Sir Patrick Vallance, who appeared alongside Professor Chris Whitty, England’s chief medical officer, said that there had been an increase in cases of infection in every age group, and has dismissed any suggestion that the increase was a result of more COVID-19 tests being carried out throughout the nation.
He told the briefing that around 8% of the UK’s population, which is approximately three million people, potentially have already been infected with the coronavirus and therefore now have antibodies for the disease.
“It means the vast majority of us are not protected in any way and are susceptible to this disease,”
Prof Whitty said there were now “significant rates of transmission” in parts of the UK.
“What we’ve found is, as we go through in time, anywhere that was falling is now moving over to beginning to rise and then the rate of rise continues in an upwards direction,” he told the briefing.
“So, this is not someone else’s problem, this is all of our problem.”

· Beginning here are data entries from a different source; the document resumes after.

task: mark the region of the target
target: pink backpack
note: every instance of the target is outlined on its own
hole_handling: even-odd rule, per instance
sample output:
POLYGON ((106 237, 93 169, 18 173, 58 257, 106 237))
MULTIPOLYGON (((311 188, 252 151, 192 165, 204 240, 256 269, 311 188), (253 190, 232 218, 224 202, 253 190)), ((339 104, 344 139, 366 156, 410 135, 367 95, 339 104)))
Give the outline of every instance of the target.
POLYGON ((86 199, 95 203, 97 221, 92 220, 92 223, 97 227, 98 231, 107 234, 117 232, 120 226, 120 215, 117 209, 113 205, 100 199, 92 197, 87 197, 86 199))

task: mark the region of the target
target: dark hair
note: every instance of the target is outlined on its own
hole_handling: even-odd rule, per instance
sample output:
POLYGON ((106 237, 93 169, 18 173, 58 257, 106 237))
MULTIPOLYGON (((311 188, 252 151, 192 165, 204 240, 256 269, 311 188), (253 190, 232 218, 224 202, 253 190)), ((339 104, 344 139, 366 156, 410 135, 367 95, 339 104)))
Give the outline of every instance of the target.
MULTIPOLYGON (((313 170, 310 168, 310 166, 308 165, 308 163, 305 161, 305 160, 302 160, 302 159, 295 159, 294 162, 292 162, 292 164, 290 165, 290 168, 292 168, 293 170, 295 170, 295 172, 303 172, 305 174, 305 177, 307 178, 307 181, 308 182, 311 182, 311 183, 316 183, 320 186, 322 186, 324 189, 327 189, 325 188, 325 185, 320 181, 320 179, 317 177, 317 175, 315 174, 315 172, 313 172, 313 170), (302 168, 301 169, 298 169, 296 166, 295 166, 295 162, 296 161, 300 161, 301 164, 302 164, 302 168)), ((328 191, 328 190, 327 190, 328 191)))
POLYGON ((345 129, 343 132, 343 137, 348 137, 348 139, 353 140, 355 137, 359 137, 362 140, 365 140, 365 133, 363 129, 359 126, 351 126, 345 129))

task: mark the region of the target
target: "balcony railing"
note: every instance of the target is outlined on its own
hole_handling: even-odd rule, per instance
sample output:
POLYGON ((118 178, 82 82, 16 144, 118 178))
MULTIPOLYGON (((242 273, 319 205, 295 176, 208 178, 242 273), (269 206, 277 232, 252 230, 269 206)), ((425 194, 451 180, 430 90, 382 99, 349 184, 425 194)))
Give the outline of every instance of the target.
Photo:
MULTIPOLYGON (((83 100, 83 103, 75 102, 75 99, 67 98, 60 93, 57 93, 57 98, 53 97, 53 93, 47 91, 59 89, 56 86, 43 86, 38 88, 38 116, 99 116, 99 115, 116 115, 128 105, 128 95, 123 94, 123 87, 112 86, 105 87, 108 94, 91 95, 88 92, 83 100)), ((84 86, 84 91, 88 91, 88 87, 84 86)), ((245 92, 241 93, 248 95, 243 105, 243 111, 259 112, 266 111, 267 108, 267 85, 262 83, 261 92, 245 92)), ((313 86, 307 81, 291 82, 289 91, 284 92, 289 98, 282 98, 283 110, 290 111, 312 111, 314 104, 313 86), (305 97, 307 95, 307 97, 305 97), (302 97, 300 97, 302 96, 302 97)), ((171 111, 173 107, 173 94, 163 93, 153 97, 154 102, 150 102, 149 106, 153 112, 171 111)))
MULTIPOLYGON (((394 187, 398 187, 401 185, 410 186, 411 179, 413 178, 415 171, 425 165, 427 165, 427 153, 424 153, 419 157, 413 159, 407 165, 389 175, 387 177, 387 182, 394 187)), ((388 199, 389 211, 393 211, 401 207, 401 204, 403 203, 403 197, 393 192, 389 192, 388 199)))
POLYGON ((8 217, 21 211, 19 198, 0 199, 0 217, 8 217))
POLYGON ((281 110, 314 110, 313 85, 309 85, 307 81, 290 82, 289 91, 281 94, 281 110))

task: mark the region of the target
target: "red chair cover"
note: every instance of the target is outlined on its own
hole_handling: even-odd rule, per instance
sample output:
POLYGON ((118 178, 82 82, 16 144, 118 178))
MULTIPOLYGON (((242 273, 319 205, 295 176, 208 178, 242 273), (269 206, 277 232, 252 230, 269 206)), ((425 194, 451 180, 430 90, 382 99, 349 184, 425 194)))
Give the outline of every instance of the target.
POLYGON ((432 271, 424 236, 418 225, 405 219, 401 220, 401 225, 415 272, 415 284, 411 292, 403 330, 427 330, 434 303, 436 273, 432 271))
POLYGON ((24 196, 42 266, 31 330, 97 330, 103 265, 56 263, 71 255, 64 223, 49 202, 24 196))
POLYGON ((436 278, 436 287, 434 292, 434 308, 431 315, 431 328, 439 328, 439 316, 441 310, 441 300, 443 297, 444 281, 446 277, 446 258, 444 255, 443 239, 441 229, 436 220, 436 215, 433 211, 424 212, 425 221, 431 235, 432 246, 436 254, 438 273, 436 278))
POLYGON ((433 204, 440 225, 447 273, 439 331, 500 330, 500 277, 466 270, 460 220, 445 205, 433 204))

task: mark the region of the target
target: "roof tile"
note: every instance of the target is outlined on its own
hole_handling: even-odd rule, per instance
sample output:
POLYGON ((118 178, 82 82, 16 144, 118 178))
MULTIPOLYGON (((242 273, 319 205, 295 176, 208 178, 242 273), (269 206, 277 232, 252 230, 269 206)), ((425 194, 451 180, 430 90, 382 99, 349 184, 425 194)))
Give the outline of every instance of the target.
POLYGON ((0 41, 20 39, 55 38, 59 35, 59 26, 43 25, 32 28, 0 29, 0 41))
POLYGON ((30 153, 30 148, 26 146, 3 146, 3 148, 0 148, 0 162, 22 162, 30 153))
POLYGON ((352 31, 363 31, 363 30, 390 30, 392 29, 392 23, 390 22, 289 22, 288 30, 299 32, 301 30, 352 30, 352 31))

This comes after the Joint Committee on Human Rights has said that it was “unacceptable” and that “many thousands” were receiving fixed penalty notices (FPNs) despite the evidence that the police did not fully understand the limitations of their powers.
Prof Whitty has told the British public to expect a tough winter.
“At this point the seasons are against us, we’re now going into the seasons – late autumn and winter – which benefit respiratory viruses, and it is very likely they will benefit COVID, as they do, for example, flu,” he said.
“So we should see this as a six-month problem that we have to deal with collectively, it’s not indefinite.”